AS bizarre as it was to see Brazil humiliated in its own
backyard in a World Cup semi-final, the reaction from many around the
world was even more stunning.
While some expressed sympathy at seeing a great football nation
brought to its knees, there was plenty of unrestrained glee as Germany
piled four goals past goalkeeper Julio Cesar in that mind-bending
six-minute spell.That Brazil, a country so admired and beloved as the greatest exponents of the beautiful game in history, could be widely mocked, even despised, as it took a belting is arguably more disturbing than the scoreline itself.
So how did this happen?
Brazil had to win this tournament. Nothing else mattered. After last year’s mass public protests during the Confederations Cup sparked by the outrageous costs of hosting the tournament, nothing less than the soothing balm of a World Cup final victory would do.
That Confederations Cup, which saw Brazil waltz to victory led by the effervescent Neymar, gave hope that on-pitch glory could mask whatever unpleasantness might be occurring on nearby streets.
But outside of Neymar’s sparkle, Brazil was limited, and its hard-nosed coach Phil Scolari adopted a physical tactical policy that could be crudely described as ‘give it to Neymar and kick the opposition when we don’t have it’.
The team was also permitted, perhaps encouraged, to become swept up in the emotional maelstrom of its matches, belting out the pre-game anthem with such fervour that some players — including Neymar — broke down in tears before, during and after games.
Former internationals queued up to condemn such obvious unmanliness, while pundits muttered that expending that much mental energy could not possibly end well. But as Brazil made its way successfully, if gingerly, through the group stages, the match-day emotional rollercoaster tradition continued.
Those group stages displayed Brazil’s limitations for all to see as well as featuring some refereeing decisions that offered fodder to conspiracy theorists convinced that FIFA very much required the host nation’s presence in the tournament’s latter stages.
All of which made Scolari’s attempts to cultivate a victim mentality among his players and the Brazilian public all the more bizarre as he regularly alleged that the rest of the world didn’t want to see Brazil win the tournament and had written it off already.
The policy might have been winning few friends but it was getting results as Brazil edged out the popular Chileans and Colombians in the knockout stages after tense affairs.
The Colombia quarter-final was just minutes from the end when the unthinkable happened, Neymar felled after what appeared to be an innocuous collision with Colombia’s Juan Zeniga.
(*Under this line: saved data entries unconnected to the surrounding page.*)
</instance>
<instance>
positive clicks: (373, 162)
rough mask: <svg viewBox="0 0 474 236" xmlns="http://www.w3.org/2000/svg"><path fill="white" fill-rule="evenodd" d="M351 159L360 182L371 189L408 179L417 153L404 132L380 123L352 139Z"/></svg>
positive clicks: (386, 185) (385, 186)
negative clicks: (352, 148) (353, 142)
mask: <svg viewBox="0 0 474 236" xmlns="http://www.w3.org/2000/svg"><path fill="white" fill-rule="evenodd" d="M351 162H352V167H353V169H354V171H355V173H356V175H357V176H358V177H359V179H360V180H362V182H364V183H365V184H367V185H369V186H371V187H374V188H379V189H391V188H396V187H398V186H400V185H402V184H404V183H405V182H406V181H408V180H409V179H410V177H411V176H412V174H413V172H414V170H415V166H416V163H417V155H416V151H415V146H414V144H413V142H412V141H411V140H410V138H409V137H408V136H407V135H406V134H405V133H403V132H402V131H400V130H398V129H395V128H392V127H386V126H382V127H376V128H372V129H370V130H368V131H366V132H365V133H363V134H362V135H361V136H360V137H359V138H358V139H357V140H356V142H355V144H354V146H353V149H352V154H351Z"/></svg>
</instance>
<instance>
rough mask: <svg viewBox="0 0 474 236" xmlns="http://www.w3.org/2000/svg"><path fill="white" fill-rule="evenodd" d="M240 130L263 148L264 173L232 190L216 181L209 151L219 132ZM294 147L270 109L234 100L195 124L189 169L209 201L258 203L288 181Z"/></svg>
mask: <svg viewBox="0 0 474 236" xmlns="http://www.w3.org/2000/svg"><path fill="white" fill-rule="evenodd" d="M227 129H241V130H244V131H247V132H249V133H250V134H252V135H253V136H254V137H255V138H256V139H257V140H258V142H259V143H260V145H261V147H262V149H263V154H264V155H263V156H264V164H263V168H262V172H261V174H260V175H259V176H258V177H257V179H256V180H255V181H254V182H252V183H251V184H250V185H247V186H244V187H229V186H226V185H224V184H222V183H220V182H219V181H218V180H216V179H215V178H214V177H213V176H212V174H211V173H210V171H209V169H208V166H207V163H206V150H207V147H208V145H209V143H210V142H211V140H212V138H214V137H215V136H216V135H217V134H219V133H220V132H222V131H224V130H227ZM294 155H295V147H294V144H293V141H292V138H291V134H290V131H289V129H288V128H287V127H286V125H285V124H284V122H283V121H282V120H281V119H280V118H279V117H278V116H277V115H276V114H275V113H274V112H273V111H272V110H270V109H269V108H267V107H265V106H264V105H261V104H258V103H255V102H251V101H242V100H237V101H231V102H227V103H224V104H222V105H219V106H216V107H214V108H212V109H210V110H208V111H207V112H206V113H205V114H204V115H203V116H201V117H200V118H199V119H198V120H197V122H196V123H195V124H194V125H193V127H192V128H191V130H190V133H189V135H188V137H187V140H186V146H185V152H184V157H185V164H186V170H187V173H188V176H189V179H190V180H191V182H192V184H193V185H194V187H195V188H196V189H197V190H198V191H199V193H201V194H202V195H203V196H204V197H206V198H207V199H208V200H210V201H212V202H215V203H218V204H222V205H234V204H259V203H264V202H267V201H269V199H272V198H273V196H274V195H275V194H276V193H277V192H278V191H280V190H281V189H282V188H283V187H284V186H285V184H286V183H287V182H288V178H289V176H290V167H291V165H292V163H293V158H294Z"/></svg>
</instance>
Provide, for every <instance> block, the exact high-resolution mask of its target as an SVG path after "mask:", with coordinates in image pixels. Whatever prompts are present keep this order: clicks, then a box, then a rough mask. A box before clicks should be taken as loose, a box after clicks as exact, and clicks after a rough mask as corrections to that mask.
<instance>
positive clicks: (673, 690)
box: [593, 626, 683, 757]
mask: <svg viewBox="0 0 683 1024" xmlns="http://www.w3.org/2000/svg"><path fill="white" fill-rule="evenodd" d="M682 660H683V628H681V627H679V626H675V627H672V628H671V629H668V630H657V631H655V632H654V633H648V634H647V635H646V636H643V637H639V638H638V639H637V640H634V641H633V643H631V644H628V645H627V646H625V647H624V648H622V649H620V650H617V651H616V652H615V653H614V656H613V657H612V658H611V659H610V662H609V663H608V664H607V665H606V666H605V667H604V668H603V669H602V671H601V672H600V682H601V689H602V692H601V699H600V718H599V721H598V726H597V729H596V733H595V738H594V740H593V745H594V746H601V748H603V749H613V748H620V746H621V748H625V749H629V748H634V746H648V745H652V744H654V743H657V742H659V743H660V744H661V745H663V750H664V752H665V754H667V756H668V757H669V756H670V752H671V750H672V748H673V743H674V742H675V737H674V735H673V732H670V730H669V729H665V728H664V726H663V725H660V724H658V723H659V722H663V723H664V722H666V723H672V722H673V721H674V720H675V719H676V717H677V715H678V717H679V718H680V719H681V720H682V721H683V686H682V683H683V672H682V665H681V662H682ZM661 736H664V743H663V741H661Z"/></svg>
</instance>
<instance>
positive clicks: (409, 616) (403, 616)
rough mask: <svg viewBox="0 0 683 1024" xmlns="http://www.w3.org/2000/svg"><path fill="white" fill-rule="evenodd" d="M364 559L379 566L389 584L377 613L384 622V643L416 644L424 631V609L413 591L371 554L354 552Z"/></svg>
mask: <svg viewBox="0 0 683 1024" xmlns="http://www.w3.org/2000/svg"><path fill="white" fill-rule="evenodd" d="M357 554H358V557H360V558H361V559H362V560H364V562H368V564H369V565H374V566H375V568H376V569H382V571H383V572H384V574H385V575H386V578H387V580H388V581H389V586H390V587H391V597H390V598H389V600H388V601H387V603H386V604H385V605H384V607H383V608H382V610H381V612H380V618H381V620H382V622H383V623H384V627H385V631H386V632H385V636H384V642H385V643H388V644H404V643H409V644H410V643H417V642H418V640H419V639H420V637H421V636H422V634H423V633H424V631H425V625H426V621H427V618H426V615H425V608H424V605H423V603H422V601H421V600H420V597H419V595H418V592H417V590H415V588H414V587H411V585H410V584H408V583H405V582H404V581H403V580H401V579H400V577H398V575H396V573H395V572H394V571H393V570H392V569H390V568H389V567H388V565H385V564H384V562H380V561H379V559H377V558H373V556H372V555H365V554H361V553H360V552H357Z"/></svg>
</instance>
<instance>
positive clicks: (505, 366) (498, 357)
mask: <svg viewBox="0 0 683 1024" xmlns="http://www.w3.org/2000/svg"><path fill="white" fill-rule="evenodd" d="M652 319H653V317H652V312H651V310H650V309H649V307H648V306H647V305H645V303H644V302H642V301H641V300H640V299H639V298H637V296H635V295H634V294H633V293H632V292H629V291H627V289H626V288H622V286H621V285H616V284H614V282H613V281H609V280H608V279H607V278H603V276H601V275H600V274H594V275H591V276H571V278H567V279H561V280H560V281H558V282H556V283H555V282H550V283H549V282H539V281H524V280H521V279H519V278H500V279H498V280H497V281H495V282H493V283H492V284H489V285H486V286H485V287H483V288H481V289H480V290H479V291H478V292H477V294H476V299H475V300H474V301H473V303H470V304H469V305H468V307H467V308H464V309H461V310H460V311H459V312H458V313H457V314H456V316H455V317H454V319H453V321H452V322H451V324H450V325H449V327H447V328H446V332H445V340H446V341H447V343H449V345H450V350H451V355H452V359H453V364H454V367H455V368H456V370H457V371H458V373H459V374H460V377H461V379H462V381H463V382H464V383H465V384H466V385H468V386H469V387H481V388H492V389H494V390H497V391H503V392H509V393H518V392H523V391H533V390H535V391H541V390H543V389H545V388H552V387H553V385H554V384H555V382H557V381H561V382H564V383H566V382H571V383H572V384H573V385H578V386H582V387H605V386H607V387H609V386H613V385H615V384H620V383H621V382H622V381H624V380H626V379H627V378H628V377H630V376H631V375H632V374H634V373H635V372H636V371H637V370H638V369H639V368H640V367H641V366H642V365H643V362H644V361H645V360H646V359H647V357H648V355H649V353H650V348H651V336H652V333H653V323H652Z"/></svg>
It’s difficult to imagine the effect this must have had on 200 million Brazilians. Neymar was Brazil at this World Cup. His was the face on every billboard and the front of every newspaper, his was the voice blaring out from every TV advertising every conceivable product.
A nation’s hopes rested on his slender shoulders from the very first kick of the tournament and it was to his eternal credit that he stood up under it, scoring four goals and never shying from his role as his team’s talisman.
Now he was lying on the ground screaming in agony. Even the medical team seemed to be rendered delirious by seeing their messiah stricken, as he was unceremoniously bundled onto a stretcher and lugged off the pitch. It later emerged he had fractured his vertebrae and his World Cup was over.
A nation fell into uncontrolled despair, as if Neymar had been murdered. Brazilian TV shows spent hours lamenting the incident and publicly denouncing Zeniga, demanding punishment, even prison, for the Colombian.
It all struck many outside the Brazilian bubble as a bit rich, considering Colombia’s own star player — James Rodriguez — had been kicked, shoved and barged throughout the match, with the referee remarkably reluctant to mete out punishment to repeat offenders.
Still Brazil’s victim mentality persisted and an entire nation worked itself up into an unprecedented frenzy ahead of the semi-final against Germany, another step along the road to inevitable glory.
There was even insane chatter that Neymar might yet play, that a broken back was no match for a nation’s manifest destiny. Mercifully, he did not, but David Luiz and Julio Cesar clutched at his jersey during the pre-match ceremonies, as if it belonged to a fellow soldier killed in battle.